Elma van Haren is het half van mag het een halfje meer zijn. Anderhalf. Tweeëneenhalf. Het maakt niet uit, ze is u steeds een halve stap voor. In een gedicht dat Algebraballade heet, schrijft Van Haren: “Na al die jaren Nada weer ontmoet.” En nada, dat is Spaans voor niks, het niks, dus, was een tijdje weg maar nu is het er weer. “Man of vrouw; dat laat zich moeilijk raden bij Nada. / Ze is een androgyn, maar plant zich makkelijk voort.”; dit laatste natuurlijk wegens wat Heidegger ooit opmerken deed: “Het niets nietst”. Ook hierin de prettige paradox: het niets kan niets zijn (“Een prettige stilte schittert rond Nada”) maar ook alles wat je er in zou willen zien (“Nada kan feestelijk gezelschap zijn”).
Maar Van Haren speelt niet zomaar een associatief spel met voordehandliggende poëtische en filosofische referenties.

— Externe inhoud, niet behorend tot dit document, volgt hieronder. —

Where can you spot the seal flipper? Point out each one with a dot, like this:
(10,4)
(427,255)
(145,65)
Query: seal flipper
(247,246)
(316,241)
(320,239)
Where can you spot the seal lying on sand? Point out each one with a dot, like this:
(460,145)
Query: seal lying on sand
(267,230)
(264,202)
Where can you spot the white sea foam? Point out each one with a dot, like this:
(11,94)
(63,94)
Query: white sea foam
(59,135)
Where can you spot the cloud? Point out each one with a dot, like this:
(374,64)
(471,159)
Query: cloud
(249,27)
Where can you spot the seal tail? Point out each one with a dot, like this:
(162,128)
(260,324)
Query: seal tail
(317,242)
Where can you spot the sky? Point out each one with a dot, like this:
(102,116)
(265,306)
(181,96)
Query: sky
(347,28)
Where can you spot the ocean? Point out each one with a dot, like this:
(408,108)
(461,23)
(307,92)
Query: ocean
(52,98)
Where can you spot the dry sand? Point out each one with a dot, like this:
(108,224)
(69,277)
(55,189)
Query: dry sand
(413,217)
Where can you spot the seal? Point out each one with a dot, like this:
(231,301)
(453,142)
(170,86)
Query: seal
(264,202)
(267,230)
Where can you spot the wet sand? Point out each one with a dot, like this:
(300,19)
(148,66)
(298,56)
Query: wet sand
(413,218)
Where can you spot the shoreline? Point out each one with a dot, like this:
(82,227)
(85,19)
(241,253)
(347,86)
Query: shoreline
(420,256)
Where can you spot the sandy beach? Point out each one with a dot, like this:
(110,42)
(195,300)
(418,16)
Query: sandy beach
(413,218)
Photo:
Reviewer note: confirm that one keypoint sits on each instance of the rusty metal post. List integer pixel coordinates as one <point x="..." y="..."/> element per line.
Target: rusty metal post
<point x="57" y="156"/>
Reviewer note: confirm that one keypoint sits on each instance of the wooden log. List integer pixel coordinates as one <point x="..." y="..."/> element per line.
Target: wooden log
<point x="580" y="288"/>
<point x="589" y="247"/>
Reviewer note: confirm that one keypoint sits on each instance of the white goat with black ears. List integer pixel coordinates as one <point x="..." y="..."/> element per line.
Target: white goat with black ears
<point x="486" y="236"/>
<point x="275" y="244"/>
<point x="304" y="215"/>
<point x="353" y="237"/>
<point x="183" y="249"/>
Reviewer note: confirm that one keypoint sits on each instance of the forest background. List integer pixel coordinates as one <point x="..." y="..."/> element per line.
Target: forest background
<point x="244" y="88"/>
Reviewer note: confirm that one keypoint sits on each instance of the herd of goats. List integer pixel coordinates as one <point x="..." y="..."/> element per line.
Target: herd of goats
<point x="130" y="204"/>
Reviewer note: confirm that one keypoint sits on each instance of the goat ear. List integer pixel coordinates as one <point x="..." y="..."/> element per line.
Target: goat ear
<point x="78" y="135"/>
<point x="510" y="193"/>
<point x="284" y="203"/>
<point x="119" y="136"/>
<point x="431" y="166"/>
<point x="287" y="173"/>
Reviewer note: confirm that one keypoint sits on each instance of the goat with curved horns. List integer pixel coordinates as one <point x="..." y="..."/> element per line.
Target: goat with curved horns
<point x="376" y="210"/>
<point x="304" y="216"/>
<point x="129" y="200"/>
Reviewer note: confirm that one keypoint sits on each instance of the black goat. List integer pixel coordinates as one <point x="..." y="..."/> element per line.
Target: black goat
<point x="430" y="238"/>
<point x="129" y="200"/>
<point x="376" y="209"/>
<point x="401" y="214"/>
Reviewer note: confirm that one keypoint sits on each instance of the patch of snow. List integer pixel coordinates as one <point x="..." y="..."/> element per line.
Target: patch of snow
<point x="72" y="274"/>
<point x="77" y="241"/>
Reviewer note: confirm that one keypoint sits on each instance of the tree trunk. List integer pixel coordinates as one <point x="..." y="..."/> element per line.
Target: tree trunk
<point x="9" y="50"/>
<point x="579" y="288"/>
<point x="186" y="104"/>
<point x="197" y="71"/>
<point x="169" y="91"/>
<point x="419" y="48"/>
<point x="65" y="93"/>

Toen ik een jaar of negentien was, verbleef ik een drietal weken bij een Amerikaans gezin in Frankfort, Kentucky. Het gastgezin hield van country ’n western want dat was, anders dan het zo verfoeide rock, lekker “down to earth”. Het was voor mij de eerste keer dat ik die term hoorde. Het was aan het begin van de negentiger jaren en het was –alleszins in Nederland- nog niet heel modieus om “down to earth” te zijn. Neer tot aarde, ik vond dat mooi. Het sluit een beweging in. Het was of we kwamen van alzohoge en terug gingen naar vaste grond onder onze voeten.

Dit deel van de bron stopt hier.